Hey everyone, I’m a new poster to this forum, but have been following the progress of Rhasspy and similar open-source digital assistant frameworks for a while. One area that I’ve always found to be quite challenging is a good wake word/wake phrase framework and pre-trained models. I’ve seen a number of discussions in this forum about different options for this functionality (e.g., Picovoice Porcupine, Mycroft precise, custom models, etc.), and wanted to share some work that I have been doing in this area.
I just released the initial version of the library: openWakeWord.
You can also try a real-time demo right in your browser via HuggingFace Spaces.
By leveraging an impressive pre-trained model from Google (more details in the openWakeWord repo) and some of the text-to-speech advances from the last two years, I’ve been able to train models with 100% synthetic audio and still show good performance on real-world examples. For example, here is the false-accept/false-reject curves for Picovoice Porcupine and openWakeWord models based on the “alexa” wakeword and the test audio clips (though modified to be more challenging) from Picovoice’s wake-word-benchmark dataset.
I’m finding the openWakeWord models to work quite well in my testing, and the ability to create models for more complex phrases (e.g., the “timer” model) opens up some interesting options for end-to-end spoken language understanding without requiring repetitive activation with a base wake word.
If anyone finds this interesting or useful I would greatly appreciate feedback on how well the models work for different voices and environments, as well as general suggestions for new features and improvements.
What is the performance of this model running on a raspberry pi?
How does it handle streaming and attention in the spectrum with long gated words? I built 2 prototype over the last month with Tensorflow and eventually landed on a model from google research.

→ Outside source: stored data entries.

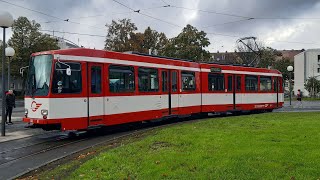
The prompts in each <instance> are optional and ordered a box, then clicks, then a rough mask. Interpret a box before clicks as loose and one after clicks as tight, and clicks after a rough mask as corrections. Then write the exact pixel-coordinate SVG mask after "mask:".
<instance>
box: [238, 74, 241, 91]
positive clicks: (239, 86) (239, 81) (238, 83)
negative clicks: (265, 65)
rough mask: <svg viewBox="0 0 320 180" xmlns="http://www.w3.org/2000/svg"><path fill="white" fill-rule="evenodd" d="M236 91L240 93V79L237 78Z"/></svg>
mask: <svg viewBox="0 0 320 180" xmlns="http://www.w3.org/2000/svg"><path fill="white" fill-rule="evenodd" d="M237 91H241V77H240V76H237Z"/></svg>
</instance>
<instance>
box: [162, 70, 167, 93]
mask: <svg viewBox="0 0 320 180" xmlns="http://www.w3.org/2000/svg"><path fill="white" fill-rule="evenodd" d="M162 92H168V72H167V71H162Z"/></svg>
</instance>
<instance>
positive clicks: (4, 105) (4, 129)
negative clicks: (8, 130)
mask: <svg viewBox="0 0 320 180" xmlns="http://www.w3.org/2000/svg"><path fill="white" fill-rule="evenodd" d="M12 24H13V17H12V15H11V14H10V13H8V12H0V27H2V29H3V39H2V41H3V46H2V84H1V86H2V113H1V117H2V121H1V127H2V128H1V136H5V135H6V134H5V120H6V109H5V108H6V100H5V98H6V90H5V82H4V81H5V78H4V75H5V57H6V55H5V54H6V53H5V47H6V28H8V27H10V26H11V25H12Z"/></svg>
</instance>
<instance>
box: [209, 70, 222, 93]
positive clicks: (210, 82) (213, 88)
mask: <svg viewBox="0 0 320 180" xmlns="http://www.w3.org/2000/svg"><path fill="white" fill-rule="evenodd" d="M208 85H209V91H224V75H223V74H214V73H209V75H208Z"/></svg>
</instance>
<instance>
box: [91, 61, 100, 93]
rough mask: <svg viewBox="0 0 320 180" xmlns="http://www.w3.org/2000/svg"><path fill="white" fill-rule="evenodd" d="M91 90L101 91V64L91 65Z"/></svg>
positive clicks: (92, 92) (93, 90)
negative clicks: (96, 65) (93, 65)
mask: <svg viewBox="0 0 320 180" xmlns="http://www.w3.org/2000/svg"><path fill="white" fill-rule="evenodd" d="M91 92H92V93H94V94H100V93H101V66H92V67H91Z"/></svg>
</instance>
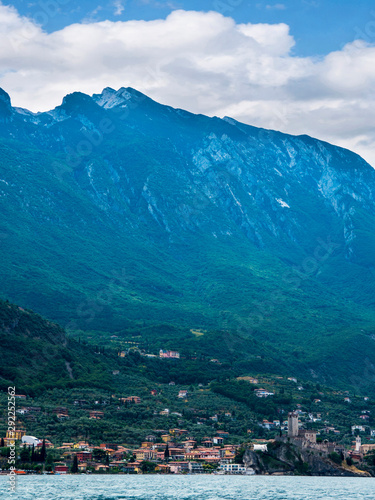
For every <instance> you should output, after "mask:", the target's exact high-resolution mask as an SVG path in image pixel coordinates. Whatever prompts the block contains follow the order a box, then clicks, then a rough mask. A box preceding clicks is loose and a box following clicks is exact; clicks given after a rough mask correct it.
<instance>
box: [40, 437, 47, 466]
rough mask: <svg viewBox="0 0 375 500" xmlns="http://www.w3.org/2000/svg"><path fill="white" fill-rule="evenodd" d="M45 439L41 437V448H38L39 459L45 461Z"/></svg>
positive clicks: (40, 460) (45, 451) (45, 443)
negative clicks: (41, 438)
mask: <svg viewBox="0 0 375 500" xmlns="http://www.w3.org/2000/svg"><path fill="white" fill-rule="evenodd" d="M46 455H47V453H46V440H45V439H43V444H42V448H41V450H40V461H41V462H45V461H46Z"/></svg>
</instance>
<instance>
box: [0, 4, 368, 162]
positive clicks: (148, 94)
mask: <svg viewBox="0 0 375 500" xmlns="http://www.w3.org/2000/svg"><path fill="white" fill-rule="evenodd" d="M294 44H295V41H294V39H293V37H292V36H291V34H290V32H289V27H288V26H287V25H286V24H283V23H281V24H274V25H270V24H236V22H235V21H234V20H233V19H231V18H229V17H224V16H223V15H221V14H219V13H217V12H208V13H203V12H192V11H183V10H177V11H174V12H172V13H171V14H170V15H169V16H168V17H167V18H166V19H160V20H154V21H127V22H121V21H118V22H110V21H104V22H96V23H93V22H92V23H89V24H73V25H71V26H68V27H66V28H64V29H62V30H60V31H56V32H54V33H50V34H48V33H46V32H44V31H43V30H42V28H41V27H39V26H36V25H35V24H34V23H33V22H32V21H31V20H29V19H27V18H24V17H21V16H20V15H19V14H18V13H17V11H16V10H15V9H14V8H12V7H6V6H3V5H0V86H1V87H3V88H4V89H5V90H6V91H7V92H9V93H10V95H11V97H12V101H13V104H14V105H16V106H21V107H26V108H29V109H31V110H34V111H37V110H47V109H51V108H53V107H54V106H56V105H58V104H59V103H60V102H61V100H62V98H63V97H64V95H66V94H67V93H69V92H73V91H76V90H80V91H82V92H86V93H88V94H92V93H94V92H100V91H101V90H102V89H103V88H104V87H107V86H110V87H113V88H119V87H121V86H131V87H134V88H137V89H138V90H140V91H141V92H144V93H146V94H147V95H149V96H150V97H152V98H153V99H155V100H158V101H159V102H162V103H165V104H169V105H172V106H175V107H180V108H185V109H188V110H190V111H192V112H197V113H205V114H208V115H217V116H225V115H226V116H232V117H234V118H236V119H238V120H241V121H244V122H246V123H249V124H252V125H255V126H260V127H265V128H273V129H277V130H281V131H283V132H288V133H292V134H309V135H313V136H315V137H318V138H321V139H324V140H327V141H329V142H332V143H335V144H339V145H342V146H345V147H349V148H350V149H353V150H355V151H356V152H358V153H360V154H362V155H363V156H364V157H365V158H366V159H367V160H368V161H370V162H371V163H372V164H373V165H374V166H375V127H374V125H373V117H374V115H375V93H374V90H373V89H374V88H375V46H373V45H372V44H370V43H368V42H365V41H360V40H356V41H353V42H352V43H349V44H347V45H346V46H345V47H343V48H342V50H339V51H335V52H331V53H330V54H328V55H327V56H325V57H322V58H319V59H316V58H310V57H296V56H294V55H293V53H292V48H293V46H294Z"/></svg>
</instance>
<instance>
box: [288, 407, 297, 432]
mask: <svg viewBox="0 0 375 500" xmlns="http://www.w3.org/2000/svg"><path fill="white" fill-rule="evenodd" d="M297 436H298V413H296V412H294V411H292V412H290V413H288V437H297Z"/></svg>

You can see this thread here: Suggestions for Dutch wake word detection for newbie - #32 by shellcode
@shellcode, performance is reasonable on Raspberry Pi 3, using about ~70% of a single core to run the 4 pre-trained models currently available. There is a script that will estimate how many models would fit on a given system and number of CPUs. Using this script, a Raspberry Pi 3 could run ~15-20 models on a single core in real-time.
However, I haven’t quantized the models yet (that’s planned for a future release), so efficiency of the models will hopefully get better.
And yes, that is a great thread! The streaming models from Google Research look very good, and are extremely efficient. However, I didn’t end up using that framework as from my testing the pre-trained model from Google that openWakeWord is based on is needed to obtain good performance when training on only synthetic data. But this is something I’d like to explore more.
As for streaming, openWakeWord uses a fairly simplistic approach. Basically, the melspectrograms and audio features are computed in streaming mode (that is, each 80 ms frame at a time), but then the trained models predict on a fixed time window that varies depending on the model. For example, the “alexa” model looks at a window of the last ~1.3 seconds when making a prediction.
As for “long gated words”, I assume you mean words/phrases that are separated in time in the audio stream? If so, openWakeWord handles that by simply increasing the width of the time window. For example, the “timer” model uses a window size of about ~2.75 seconds. When paired with the right type of classification model (e.g., a GRU/LSTM or self-attention layers), you should be able to use even larger temporal context windows as the underlying features from the embedding model are fairly robust. In fact, the numbers reported in the Readme for the Fluent Speech Commands dataset are from a classification model with LSTM layers as that seemed to perform the best with larger time windows.
Think of long gated words using something from your example as “Aaalllleeeexxxa” the model I am using from google research successfully detects the attention of “Alexa” in a 1 second window. Because it’s a streaming attention model it can find the attention no matter where it happens in the frame. Where if it’s just a simple mfcc(+whatever else) then is probably equivalent to the already shipping Raven built in model.
The models are trained to predict when the wake word when is near the end of the temporal window, but there is random variation included so that model is not too sensitive to placement. And as the predictions are made every frame in practice it behaves similarly to a streaming model.
While the model isn’t trained on phoneme targets, due to the pre-training and then fine-tuning on synthetic speech the model learns end-to-end to find the right combination of phonemes in the window, regardless of exactly where and at what rate they are spoken. And while the input is a full melspectogram, ultimately it’s the learned features from the embedding model that enable the performance. I haven’t done a comparison to Raven (that would be good to add), but given that it is based on simply dynamic time warping I suspect openWakeWord models will be significantly better.
From the thread you linked before, I know that you and @rolyan_trauts have been working in this area as well. It would be great to do some comparisons between our approaches, I’m sure there is a lot we could learn and share.